The Gold Coast Bulletin

Golf club rescue mission

- QUENTIN TOD

SANCTUARY Cove owner Mulpha Australia is poised to buy back the resort’s The Palms golf course in a move intended to rescue the future of the elite Sanctuary Cove Golf and Country Club.

The move comes on the heels of members who pay more than $6500 a year in fees being told that by 2024 their club will be in financial distress.

The warning has come in a report from accountanc­y major KPMG, which a year ago was called in to examine the club’s membership model.

It has found the model is not sustainabl­e and the club will be running in the red by 2023.

The club’s favoured plan to address KPMG’s “financial distress” forecast is to sell $11.5 million worth of assets, including The Palms course, the nearby hilltop Country Club, and 50 per cent of the maintenanc­e sheds.

Mulpha Australia CEO Greg Shaw yesterday said that agreement in principal had been reached to buy the assets.

He said the club’s board had instigated talks with Mulpha more than a year ago over “significan­t challenges regarding the future”.

The Mulpha purchases are something of a buying back of part of the farm – it sold the assets, along with The Pines course, to golf members in 2007.

The move, which is subject to due diligence and a December 7 member vote, could come with immediate upside for members.

A single member could see a drop of more than $1000 in fees and charges.

A $5.3 million capital spending plan would include new greens on The Pines course.

Club president Mick McDonald said yesterday that The Pines would return to being “one of the best private and exclusive golf facilities in the country”.

Nearly 1100 members hold shares in the golf club, with Mulpha owning an additional 580, which it is intended will be cancelled.

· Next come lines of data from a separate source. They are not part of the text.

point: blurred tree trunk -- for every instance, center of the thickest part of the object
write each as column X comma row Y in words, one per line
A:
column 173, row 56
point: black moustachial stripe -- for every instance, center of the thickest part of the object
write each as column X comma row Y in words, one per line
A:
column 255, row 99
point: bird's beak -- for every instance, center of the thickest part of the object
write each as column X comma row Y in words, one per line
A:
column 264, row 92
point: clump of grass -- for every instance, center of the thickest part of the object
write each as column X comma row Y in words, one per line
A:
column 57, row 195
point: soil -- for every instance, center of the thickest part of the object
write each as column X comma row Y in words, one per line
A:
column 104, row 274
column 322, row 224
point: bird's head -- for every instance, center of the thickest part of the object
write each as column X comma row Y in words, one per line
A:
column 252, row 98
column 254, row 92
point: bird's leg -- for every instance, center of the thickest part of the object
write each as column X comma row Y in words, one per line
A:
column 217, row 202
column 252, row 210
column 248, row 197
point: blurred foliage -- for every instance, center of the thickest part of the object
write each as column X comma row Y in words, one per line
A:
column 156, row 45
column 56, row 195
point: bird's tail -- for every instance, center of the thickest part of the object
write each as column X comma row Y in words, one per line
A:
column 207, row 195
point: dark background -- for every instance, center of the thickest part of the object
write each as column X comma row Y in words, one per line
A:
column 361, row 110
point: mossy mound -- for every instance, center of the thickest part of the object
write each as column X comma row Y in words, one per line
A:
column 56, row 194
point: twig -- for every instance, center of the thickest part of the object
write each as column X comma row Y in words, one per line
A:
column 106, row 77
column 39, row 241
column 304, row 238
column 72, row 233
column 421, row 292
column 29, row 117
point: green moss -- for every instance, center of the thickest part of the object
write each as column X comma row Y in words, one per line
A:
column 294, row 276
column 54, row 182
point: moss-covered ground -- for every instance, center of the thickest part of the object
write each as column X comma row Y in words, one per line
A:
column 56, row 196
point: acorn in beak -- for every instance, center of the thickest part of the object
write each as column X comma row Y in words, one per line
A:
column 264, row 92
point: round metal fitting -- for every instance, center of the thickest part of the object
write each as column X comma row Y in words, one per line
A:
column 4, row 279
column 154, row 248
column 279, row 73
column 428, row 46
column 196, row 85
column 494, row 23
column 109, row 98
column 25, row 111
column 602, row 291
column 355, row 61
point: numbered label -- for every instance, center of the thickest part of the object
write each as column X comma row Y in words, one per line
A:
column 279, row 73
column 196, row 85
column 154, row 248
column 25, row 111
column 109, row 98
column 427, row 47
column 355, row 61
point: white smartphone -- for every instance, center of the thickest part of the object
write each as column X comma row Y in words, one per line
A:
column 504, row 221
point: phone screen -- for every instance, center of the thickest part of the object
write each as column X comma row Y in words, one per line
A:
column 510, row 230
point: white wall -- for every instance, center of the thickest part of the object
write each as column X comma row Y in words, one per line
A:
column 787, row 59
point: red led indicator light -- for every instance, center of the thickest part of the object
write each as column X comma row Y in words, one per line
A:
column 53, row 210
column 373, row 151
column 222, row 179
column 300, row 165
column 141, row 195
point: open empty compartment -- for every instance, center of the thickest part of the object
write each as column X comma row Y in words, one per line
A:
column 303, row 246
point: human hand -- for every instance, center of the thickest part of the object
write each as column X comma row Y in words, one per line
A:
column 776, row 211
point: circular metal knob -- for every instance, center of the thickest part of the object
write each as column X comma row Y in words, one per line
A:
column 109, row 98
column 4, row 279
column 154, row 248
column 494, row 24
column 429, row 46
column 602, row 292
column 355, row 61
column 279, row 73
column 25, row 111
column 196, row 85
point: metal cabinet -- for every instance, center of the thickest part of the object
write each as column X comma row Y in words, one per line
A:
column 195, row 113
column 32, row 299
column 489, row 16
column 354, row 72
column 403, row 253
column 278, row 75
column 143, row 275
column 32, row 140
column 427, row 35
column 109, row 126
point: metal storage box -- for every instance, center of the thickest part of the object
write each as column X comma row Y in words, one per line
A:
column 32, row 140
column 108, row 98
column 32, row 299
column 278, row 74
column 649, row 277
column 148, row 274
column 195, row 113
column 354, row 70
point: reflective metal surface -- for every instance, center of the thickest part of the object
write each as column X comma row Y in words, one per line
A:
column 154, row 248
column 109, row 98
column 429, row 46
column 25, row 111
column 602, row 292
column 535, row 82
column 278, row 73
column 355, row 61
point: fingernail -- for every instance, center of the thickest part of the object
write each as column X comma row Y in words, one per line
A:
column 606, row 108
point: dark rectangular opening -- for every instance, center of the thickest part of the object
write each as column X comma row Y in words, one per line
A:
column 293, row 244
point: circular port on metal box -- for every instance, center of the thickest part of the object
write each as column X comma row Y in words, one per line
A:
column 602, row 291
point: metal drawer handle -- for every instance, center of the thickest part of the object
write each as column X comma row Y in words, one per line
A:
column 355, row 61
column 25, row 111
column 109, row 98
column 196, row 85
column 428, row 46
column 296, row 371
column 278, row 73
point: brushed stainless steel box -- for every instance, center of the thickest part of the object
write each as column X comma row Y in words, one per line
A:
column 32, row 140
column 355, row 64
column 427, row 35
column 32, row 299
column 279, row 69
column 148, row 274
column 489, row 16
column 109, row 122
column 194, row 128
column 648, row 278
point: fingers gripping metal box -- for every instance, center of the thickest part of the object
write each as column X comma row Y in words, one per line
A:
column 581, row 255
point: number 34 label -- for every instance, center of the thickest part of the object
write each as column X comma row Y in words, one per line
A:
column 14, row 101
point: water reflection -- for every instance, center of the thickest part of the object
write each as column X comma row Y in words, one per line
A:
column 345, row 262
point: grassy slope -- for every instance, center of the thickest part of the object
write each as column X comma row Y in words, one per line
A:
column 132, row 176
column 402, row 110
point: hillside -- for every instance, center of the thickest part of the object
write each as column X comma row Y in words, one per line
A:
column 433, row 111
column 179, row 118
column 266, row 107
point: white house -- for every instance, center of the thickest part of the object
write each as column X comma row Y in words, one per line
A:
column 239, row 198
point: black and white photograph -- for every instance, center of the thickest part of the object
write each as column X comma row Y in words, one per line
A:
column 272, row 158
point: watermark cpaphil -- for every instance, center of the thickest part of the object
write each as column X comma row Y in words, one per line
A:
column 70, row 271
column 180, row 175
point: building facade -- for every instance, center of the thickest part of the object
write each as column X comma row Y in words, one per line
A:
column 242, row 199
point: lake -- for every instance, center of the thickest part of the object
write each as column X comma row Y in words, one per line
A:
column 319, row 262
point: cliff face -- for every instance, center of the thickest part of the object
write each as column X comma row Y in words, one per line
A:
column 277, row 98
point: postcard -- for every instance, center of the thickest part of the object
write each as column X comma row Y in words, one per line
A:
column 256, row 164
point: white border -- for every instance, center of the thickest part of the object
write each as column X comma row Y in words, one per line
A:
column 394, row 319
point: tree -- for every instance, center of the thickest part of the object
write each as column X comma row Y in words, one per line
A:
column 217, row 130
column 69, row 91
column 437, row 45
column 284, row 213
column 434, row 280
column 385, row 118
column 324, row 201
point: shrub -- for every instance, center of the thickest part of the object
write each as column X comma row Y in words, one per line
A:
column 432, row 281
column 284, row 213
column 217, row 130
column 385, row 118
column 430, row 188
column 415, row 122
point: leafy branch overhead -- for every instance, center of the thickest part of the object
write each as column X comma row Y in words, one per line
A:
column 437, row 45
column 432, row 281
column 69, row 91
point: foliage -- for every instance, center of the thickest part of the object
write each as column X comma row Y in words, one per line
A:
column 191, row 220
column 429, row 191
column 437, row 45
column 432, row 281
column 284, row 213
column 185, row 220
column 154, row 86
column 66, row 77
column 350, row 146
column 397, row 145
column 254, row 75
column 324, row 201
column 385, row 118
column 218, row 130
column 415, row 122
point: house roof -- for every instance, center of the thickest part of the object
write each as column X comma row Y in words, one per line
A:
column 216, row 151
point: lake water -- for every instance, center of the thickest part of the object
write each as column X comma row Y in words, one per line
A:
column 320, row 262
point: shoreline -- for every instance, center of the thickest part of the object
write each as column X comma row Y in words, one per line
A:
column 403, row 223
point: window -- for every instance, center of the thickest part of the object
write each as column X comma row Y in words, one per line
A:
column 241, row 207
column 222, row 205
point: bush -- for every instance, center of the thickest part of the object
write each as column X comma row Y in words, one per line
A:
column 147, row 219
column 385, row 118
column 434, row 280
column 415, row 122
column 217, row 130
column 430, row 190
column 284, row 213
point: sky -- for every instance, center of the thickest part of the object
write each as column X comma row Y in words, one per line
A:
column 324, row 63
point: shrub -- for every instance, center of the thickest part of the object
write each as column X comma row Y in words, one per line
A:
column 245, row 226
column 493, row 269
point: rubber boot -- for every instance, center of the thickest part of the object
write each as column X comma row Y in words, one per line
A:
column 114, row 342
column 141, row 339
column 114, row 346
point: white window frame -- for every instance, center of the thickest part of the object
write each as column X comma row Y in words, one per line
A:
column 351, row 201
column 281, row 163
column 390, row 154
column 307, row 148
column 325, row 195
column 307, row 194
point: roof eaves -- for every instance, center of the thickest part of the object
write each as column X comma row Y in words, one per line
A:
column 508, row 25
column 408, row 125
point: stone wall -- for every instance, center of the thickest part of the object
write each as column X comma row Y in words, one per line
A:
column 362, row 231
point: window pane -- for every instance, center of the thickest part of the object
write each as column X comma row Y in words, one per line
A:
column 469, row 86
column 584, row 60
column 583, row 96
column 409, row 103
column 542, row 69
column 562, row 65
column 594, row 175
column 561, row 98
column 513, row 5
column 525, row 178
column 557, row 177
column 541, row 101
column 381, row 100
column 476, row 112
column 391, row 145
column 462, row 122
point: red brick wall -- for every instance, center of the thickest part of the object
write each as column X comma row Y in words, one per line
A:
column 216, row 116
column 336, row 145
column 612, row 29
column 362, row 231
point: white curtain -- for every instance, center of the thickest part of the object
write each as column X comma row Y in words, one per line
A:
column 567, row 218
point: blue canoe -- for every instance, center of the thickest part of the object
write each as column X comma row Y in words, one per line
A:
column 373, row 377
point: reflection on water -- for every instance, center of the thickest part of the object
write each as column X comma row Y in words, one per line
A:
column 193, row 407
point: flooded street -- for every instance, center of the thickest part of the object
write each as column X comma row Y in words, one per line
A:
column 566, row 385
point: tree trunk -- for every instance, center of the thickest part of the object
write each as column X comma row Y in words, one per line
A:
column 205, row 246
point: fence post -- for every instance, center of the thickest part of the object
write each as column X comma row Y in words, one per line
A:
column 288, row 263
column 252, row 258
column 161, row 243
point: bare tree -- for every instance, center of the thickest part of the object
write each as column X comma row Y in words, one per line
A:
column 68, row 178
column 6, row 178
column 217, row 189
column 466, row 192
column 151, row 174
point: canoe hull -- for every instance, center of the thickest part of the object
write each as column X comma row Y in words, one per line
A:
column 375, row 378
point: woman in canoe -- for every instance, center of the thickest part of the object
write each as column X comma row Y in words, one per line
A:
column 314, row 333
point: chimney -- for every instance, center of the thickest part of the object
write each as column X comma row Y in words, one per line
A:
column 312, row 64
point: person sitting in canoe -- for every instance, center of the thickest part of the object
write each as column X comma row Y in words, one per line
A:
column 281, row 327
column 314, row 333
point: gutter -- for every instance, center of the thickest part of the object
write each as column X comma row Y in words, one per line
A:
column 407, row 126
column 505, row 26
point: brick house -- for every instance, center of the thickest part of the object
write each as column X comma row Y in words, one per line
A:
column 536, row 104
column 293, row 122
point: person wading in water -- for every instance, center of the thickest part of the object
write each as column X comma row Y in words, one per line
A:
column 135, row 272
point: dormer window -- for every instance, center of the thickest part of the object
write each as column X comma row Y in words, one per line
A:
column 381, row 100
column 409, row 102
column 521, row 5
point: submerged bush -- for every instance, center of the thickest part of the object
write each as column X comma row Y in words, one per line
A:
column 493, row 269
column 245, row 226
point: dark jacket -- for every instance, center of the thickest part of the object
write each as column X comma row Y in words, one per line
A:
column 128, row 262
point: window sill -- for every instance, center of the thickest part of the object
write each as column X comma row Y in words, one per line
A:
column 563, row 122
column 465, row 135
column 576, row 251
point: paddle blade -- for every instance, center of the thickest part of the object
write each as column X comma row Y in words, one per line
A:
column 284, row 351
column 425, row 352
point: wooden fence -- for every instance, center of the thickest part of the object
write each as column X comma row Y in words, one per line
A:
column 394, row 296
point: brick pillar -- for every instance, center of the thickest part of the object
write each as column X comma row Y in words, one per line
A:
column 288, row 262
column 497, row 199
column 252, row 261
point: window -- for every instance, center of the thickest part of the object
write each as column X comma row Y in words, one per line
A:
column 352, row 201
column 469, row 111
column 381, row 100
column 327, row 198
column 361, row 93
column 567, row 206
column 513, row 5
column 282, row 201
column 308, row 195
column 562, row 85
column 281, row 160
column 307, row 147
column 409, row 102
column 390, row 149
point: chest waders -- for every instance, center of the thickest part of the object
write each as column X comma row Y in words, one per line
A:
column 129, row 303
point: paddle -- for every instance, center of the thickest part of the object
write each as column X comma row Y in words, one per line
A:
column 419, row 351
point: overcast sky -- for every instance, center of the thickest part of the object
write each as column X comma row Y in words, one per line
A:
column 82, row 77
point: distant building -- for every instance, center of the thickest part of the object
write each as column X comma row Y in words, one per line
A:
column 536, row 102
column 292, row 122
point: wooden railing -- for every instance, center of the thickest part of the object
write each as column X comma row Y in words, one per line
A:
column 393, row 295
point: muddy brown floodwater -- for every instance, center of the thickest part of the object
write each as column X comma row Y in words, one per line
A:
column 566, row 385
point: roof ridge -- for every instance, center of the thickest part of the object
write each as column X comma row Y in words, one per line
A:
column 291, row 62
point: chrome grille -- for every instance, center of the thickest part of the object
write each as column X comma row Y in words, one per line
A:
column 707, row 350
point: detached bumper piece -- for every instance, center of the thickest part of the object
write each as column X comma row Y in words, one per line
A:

The KPMG report suggests the number of shares on issue might drop to 800 and that those shares each would have asset backing of $25,836.

Membership numbers have been dropping and are forecast to fall further in the wake of an August Queensland Civil and Administra­tive Tribunal ruling that effectivel­y said members could resign even if they could not sell their shares in the company that held the club’s assets.

Members, some of whom paid more than $40,000 for their shares, have been paying people thousands of dollars to take them off their hands.

Under the plan for the club’s future, they would be able to exit their shares for $1.